Letzte Generation: Haft als Widerstand

Aktivist der Letzten Generation tritt Ersatzfreiheitsstrafe für Straßenblockade an

  • Peter Nowak
  • Lesedauer: 3 Min.

Der junge Mann blickt freundlich und selbstbewusst in die Videokamera. Er könnte gleich für ein Produkt werben. Stattdessen erklärt Kevin Hecht, dass er ab dem 1. August eine einmonatige Haftstrafe in der Justizvollzugsanstalt Cottbus-Dissenchen antritt: »Ich gehe ins Gefängnis, weil ich mich für eine lebenswerte Zukunft einsetze«, sagt er und betont, dass er diesen Schritt selbstbestimmt gehe.

Ins Gefängnis gehen statt zahlen

Hecht wurde wegen seiner Beteiligung an einer Straßenblockade der Klimagruppe Letzte Generation zu einer Geldstrafe verurteilt. Doch statt sie zu bezahlen, entschied er sich für die einmonatige Ersatzfreiheitsstrafe. Für den Klimaaktivisten ist es nicht die erste Erfahrung hinter Gittern. In Schweden musste er nach der Beteiligung an einer Straßenblockade eine 15-tägigige Untersuchungshaft absitzen. Er war in dem skandinavischen Land, in dem Greta Thunberg den weltweiten Klimaaktivismus wesentlich vorantrieben hat, der erste Mensch, der deswegen ins Gefängnis musste. Dagegen geht Hecht weiterhin juristisch vor.

Auch im bayerischen Landshut musste er wegen seines Klimaaktivismus mehrere Tage in Präventivhaft verbringen, nachdem er sich an einer Aktion gegen den Münchner Flughafen beteiligt hatte.

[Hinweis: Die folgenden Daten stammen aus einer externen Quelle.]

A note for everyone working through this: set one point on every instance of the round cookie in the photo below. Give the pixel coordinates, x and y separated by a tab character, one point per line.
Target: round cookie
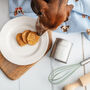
32	38
24	36
20	40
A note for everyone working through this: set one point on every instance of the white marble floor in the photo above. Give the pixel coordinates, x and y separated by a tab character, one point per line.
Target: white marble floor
37	76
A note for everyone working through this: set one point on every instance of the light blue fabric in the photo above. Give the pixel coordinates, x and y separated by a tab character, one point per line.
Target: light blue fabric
76	22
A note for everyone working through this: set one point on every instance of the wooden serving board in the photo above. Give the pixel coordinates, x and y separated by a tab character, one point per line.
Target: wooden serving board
14	71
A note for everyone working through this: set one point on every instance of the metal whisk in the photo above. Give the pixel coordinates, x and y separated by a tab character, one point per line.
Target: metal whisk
61	74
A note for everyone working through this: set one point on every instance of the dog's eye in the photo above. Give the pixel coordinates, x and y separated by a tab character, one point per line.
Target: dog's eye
39	13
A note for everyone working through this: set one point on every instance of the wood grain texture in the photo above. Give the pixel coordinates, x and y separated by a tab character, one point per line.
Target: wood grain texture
14	71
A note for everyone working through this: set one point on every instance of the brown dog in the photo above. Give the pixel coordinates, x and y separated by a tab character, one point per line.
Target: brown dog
51	13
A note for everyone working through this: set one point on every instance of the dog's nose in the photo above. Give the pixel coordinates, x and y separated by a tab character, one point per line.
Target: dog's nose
39	33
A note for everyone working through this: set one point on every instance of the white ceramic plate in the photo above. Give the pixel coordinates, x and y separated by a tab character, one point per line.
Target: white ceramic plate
12	51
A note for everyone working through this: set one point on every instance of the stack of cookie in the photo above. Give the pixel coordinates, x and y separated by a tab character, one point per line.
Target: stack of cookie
27	37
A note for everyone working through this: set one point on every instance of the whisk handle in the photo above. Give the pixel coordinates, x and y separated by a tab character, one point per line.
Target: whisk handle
85	61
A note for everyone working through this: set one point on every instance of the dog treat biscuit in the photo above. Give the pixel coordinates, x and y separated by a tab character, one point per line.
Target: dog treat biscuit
20	40
32	38
24	36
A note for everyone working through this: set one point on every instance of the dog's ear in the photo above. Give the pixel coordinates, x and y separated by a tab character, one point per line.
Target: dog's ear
69	9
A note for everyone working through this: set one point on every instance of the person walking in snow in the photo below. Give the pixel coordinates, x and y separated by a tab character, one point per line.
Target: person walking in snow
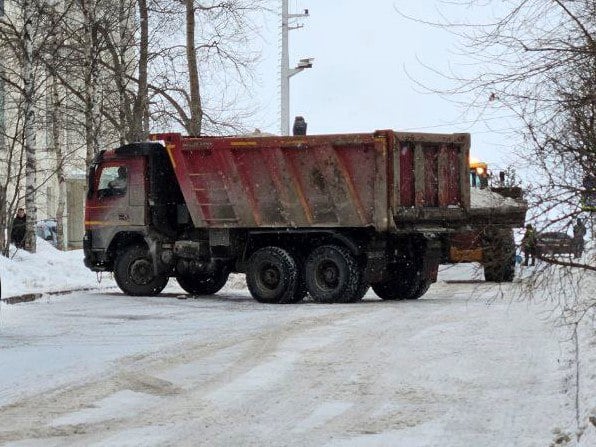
17	234
529	245
579	231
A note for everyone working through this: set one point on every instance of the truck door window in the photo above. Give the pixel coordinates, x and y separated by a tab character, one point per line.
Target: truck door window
113	181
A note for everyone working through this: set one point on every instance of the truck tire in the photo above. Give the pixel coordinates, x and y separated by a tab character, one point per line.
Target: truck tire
206	284
332	275
272	276
133	271
499	257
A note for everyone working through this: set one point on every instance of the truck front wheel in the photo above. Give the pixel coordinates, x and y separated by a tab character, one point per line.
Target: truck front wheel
332	275
204	284
272	276
134	273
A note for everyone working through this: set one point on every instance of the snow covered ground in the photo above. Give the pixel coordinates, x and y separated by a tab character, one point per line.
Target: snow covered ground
469	364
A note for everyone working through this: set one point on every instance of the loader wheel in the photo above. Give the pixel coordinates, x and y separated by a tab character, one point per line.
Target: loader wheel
205	284
499	258
272	276
332	275
134	273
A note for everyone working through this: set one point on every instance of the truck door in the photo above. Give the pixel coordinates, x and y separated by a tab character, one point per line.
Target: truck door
119	198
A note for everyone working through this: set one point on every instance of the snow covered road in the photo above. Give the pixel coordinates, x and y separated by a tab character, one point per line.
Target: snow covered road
451	369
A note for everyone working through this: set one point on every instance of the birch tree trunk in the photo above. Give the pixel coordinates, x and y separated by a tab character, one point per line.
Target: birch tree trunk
29	128
89	9
56	142
140	128
196	109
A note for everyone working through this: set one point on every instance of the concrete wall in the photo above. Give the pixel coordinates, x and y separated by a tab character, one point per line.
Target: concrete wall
75	212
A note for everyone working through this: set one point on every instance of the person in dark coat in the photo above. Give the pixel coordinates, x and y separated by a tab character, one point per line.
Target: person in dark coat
17	235
579	231
529	245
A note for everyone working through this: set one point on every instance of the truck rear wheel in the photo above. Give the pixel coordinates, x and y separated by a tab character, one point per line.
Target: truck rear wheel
204	284
134	273
332	275
272	276
499	257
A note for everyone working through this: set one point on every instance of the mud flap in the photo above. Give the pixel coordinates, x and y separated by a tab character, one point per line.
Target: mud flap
431	257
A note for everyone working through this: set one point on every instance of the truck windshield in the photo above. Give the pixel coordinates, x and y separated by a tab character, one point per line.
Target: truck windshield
112	181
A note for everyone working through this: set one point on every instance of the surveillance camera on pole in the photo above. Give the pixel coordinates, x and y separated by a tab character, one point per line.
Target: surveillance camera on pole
286	71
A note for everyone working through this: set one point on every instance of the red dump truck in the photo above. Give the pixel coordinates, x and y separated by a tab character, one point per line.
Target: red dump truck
327	215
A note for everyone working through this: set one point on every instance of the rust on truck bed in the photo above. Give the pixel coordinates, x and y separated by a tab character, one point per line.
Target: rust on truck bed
348	180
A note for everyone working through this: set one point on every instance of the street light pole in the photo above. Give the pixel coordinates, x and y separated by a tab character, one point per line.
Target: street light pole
286	71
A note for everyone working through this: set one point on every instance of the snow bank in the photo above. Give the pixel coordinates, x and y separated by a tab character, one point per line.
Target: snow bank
48	270
485	198
52	270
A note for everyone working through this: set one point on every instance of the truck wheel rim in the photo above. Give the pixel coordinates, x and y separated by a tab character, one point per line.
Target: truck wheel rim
141	271
269	276
327	275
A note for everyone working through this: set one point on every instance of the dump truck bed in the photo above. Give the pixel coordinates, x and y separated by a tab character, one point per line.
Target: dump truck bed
384	180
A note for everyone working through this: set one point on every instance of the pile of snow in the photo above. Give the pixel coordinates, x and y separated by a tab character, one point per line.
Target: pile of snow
52	270
485	198
48	270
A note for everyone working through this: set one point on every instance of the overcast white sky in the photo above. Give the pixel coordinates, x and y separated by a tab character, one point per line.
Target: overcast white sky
366	55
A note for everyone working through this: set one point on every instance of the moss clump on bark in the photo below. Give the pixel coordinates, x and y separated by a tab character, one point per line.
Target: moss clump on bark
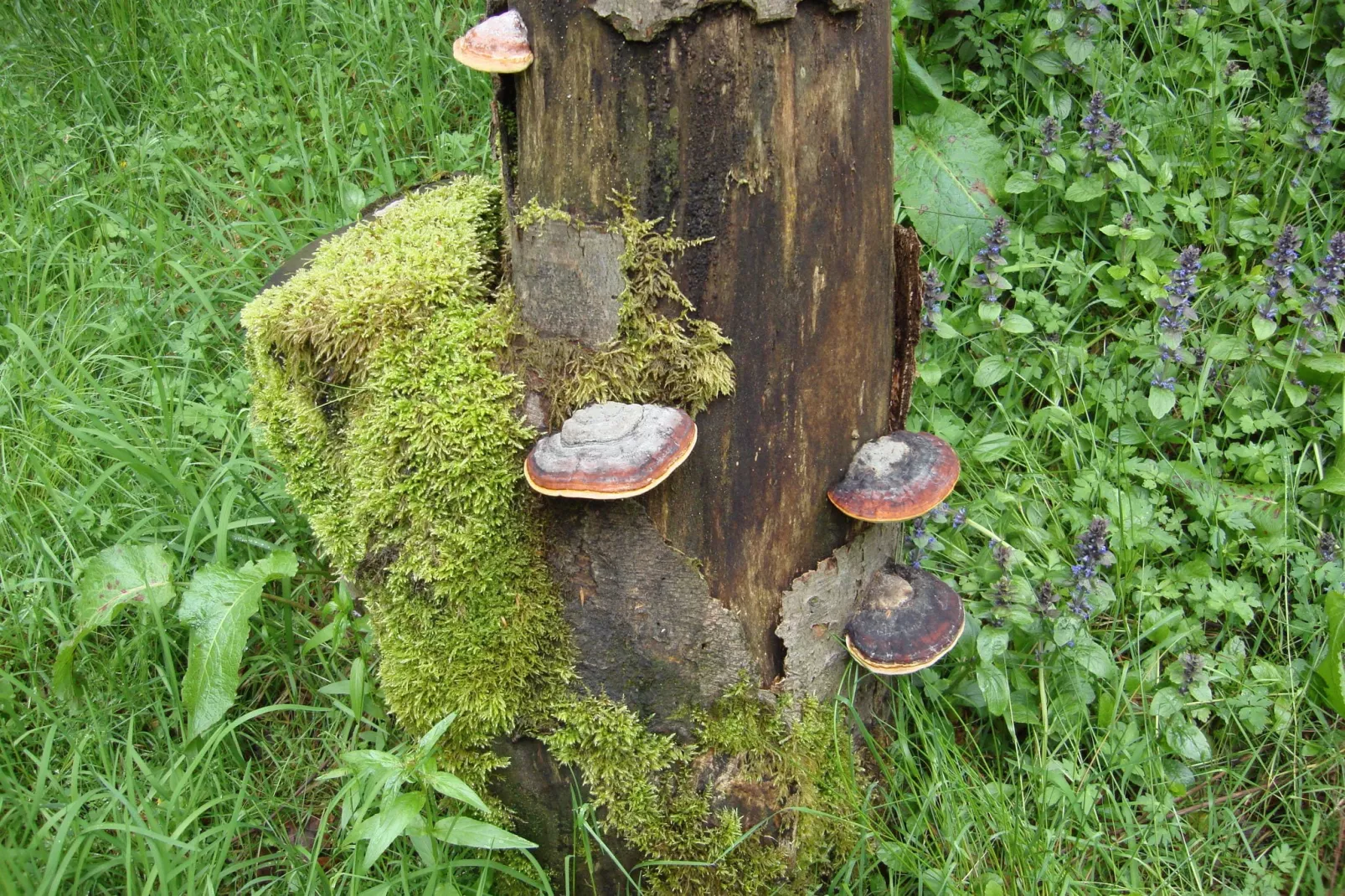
661	354
382	385
686	802
379	389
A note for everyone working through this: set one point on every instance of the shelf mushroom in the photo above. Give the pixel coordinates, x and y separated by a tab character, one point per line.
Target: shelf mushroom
611	450
898	476
497	44
907	621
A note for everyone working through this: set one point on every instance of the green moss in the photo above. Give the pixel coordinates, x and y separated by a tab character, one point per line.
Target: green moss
379	389
674	802
382	388
661	353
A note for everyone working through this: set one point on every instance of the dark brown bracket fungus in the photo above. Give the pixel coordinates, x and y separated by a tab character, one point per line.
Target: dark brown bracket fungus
898	476
907	621
610	451
497	44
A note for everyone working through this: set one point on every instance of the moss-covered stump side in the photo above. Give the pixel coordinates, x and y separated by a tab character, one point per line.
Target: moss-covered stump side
385	386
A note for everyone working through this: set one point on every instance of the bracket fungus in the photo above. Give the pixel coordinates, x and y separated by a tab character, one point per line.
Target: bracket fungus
898	476
907	621
610	451
497	44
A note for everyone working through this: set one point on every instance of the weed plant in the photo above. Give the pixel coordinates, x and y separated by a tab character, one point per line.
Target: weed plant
1136	708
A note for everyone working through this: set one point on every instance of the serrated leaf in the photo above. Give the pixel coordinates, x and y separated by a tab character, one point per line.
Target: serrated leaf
117	578
949	171
1161	401
914	92
215	605
1094	657
1188	740
992	643
1085	190
993	447
994	687
477	834
992	370
452	786
1332	670
397	814
1263	328
1021	182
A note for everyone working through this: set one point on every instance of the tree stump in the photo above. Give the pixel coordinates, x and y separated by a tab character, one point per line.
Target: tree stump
763	130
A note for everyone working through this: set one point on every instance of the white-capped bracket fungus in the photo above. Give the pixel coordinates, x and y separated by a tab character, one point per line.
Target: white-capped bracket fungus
907	621
898	476
611	450
497	44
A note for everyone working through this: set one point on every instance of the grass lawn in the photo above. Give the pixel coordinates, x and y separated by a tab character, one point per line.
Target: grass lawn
1145	705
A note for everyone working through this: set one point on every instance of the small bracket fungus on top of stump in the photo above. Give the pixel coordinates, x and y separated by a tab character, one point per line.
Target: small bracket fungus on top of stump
610	451
497	44
907	621
899	476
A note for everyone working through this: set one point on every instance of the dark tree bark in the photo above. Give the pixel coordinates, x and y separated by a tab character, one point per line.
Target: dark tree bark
767	128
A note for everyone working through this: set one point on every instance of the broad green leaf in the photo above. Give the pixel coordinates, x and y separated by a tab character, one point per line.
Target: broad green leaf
388	825
1021	182
117	578
949	173
1085	190
217	605
1094	657
454	786
1332	669
1331	362
992	370
994	687
914	92
992	643
1188	740
1161	401
477	834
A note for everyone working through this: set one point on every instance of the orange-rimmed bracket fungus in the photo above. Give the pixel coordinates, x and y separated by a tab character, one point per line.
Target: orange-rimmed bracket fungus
611	450
898	476
497	44
907	621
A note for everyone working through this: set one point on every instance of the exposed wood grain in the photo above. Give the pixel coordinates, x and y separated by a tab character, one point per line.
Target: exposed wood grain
775	140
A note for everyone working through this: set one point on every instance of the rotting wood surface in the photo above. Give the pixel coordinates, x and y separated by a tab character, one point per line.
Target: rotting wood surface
775	142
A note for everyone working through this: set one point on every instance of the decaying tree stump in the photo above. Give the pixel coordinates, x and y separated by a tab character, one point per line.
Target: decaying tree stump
763	128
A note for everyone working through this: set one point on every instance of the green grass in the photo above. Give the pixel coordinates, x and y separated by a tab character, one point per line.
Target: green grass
157	160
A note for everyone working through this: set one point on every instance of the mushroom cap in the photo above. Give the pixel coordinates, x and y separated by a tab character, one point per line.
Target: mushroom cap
498	44
901	475
905	622
610	451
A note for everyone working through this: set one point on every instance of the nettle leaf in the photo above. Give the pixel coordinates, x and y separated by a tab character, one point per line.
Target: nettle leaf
949	173
477	834
117	578
994	687
217	605
397	814
1332	670
1188	740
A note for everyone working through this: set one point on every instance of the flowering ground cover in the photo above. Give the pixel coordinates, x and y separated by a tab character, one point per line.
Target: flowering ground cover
1133	341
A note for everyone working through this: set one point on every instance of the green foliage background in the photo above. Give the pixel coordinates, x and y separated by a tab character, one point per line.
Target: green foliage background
160	159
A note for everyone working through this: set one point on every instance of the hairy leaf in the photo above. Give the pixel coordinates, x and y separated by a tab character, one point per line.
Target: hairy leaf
117	578
949	173
217	605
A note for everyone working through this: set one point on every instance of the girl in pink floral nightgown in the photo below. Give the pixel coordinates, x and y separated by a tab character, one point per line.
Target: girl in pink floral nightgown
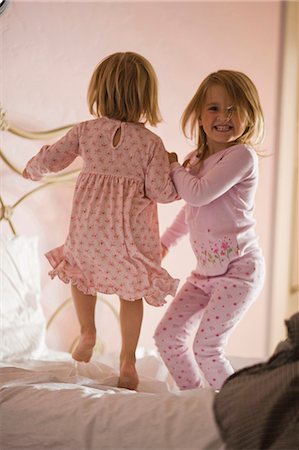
219	186
113	244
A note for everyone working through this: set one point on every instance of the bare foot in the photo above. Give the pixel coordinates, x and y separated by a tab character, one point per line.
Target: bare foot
128	377
83	350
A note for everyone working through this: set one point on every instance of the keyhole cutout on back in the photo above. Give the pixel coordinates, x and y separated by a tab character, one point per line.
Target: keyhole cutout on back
116	137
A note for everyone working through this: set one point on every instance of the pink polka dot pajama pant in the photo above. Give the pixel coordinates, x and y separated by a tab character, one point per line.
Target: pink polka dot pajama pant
216	305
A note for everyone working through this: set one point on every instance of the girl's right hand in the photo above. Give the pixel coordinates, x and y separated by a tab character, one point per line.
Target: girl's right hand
172	157
25	174
164	250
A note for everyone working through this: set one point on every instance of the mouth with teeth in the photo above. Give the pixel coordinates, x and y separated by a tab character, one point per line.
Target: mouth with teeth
223	128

Hecht berichtet im Video von den schlechten Haftbedingungen, denen er dort ausgesetzt war. Er habe in einer dunklen Zelle im Untergeschoss des Gefängnisses verbringen müssen, die zudem mit Videokameras überwacht gewesen sei. Als Toilette habe ihm ein Loch im Zellenboden gedient. Trotz dieser negativen Erfahrungen entschied sich Hecht, seine Ersatzfreiheitsstrafe am 1. August anzutreten.

Privilegien des Globalen Nordens nutzen

In seiner Videoerklärung betont der Aktivist, dass ihm die Aktionen von Indigenen in verschiedenen Teilen der Welt imponieren, die gegen die Zerstörung ihrer natürlichen Lebensgrundlagen kämpfen und dabei auch zu Blockaden und anderen Aktionsformen des gewaltfreien Widerstands greifen. Anders als diese Menschen genieße er als Bewohner des Globalen Nordens Privilegien, die er für seinen weiteren Aktivismus nutzen will.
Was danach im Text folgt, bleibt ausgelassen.